Under Colorado law, when a case has been “completely dismissed", the subject of the criminal justice records (the person arrested and/or charged) may file a civil case in the district court where the criminal case originated, petitioning that court to order the records sealed. “Sealing" the records means the records would not be available to the public, and would not show up on background checks, and the person whose records were sealed would be legally permitted to say no such records exist.

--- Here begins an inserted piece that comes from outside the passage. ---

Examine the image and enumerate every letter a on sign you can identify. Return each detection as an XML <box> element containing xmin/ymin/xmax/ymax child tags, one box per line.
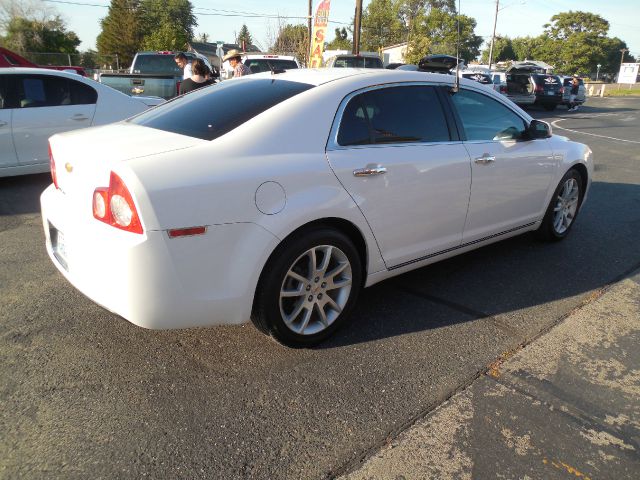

With a few exceptions, criminal justice agencies would be the only ones who would still have access to the records.
You may be eligible to seal records of a specific arrest or criminal charge if:
You were arrested but no charges were ever filed;
Charges were filed but all charges were later dismissed (unless part of a plea in another case);
You were acquitted of all charges at trial;
You successfully completed a deferred judgment and sentence on all charges to which you pleaded guilty;
Your case was dismissed as part of a plea agreement in a separate case and it has been at least 15 years since you completed any sentence in the separate case and you have not had any further criminal convictions.
Additionally, certain low level drug convictions can now be sealed under a similar Colorado law, but the eligibility requirements are much higher, the costs are much greater, and in most cases the prosecution must agree to the sealing.

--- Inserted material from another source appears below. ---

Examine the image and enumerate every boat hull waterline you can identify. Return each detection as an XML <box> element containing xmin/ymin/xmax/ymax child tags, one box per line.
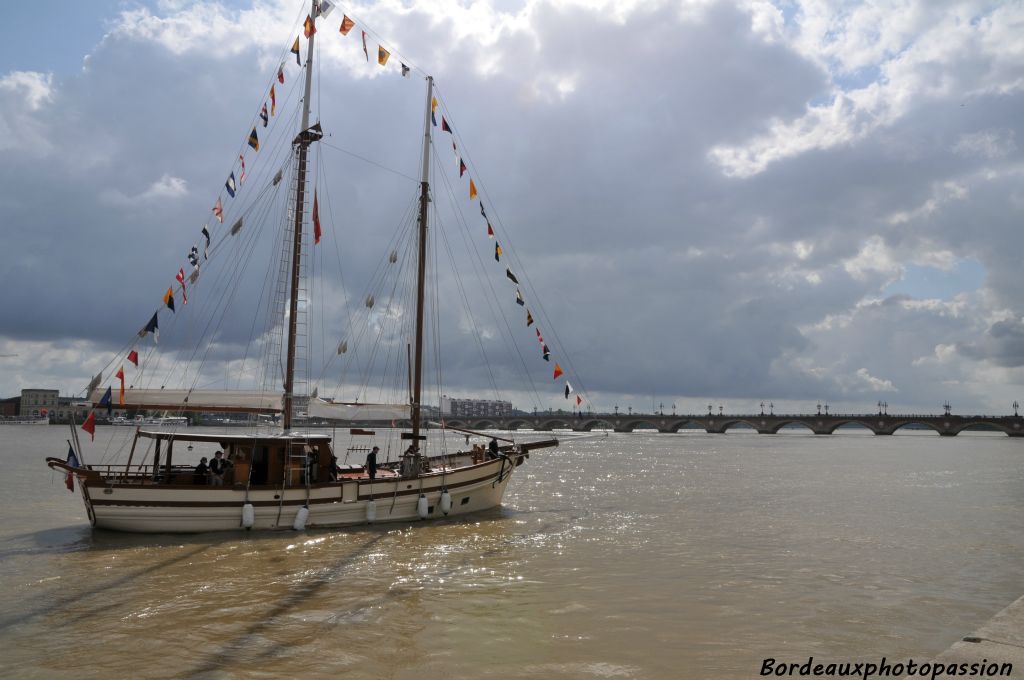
<box><xmin>52</xmin><ymin>453</ymin><xmax>526</xmax><ymax>534</ymax></box>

Sealing records is not automatic and it is not something you ask the court in your criminal case to do. This is a civil action filed in the district court where the charges were filed. As with any civil case, you have to pay a filing fee and the costs to get everything served. The legal arguments are not especially complicated, unless a criminal justice agency objects to sealing for some reason; however, record sealing requires every agency that has records to be properly served with the petition itself and the order sealing the records if the petition is granted. If you fail to get everything done right, the court might deny your petition or not require every agency with the records to seal them, in which case you spent a lot of time and money for nothing. This is why you should get an attorney for record sealings.
Record sealing usually takes a few months from the time the petition is filed until the order sealing the records is granted (assuming everything goes well). Therefore if you think your dismissed case may cause a problem in the near future, you should be trying to get your records sealed as soon as possible and not wait until the last minute.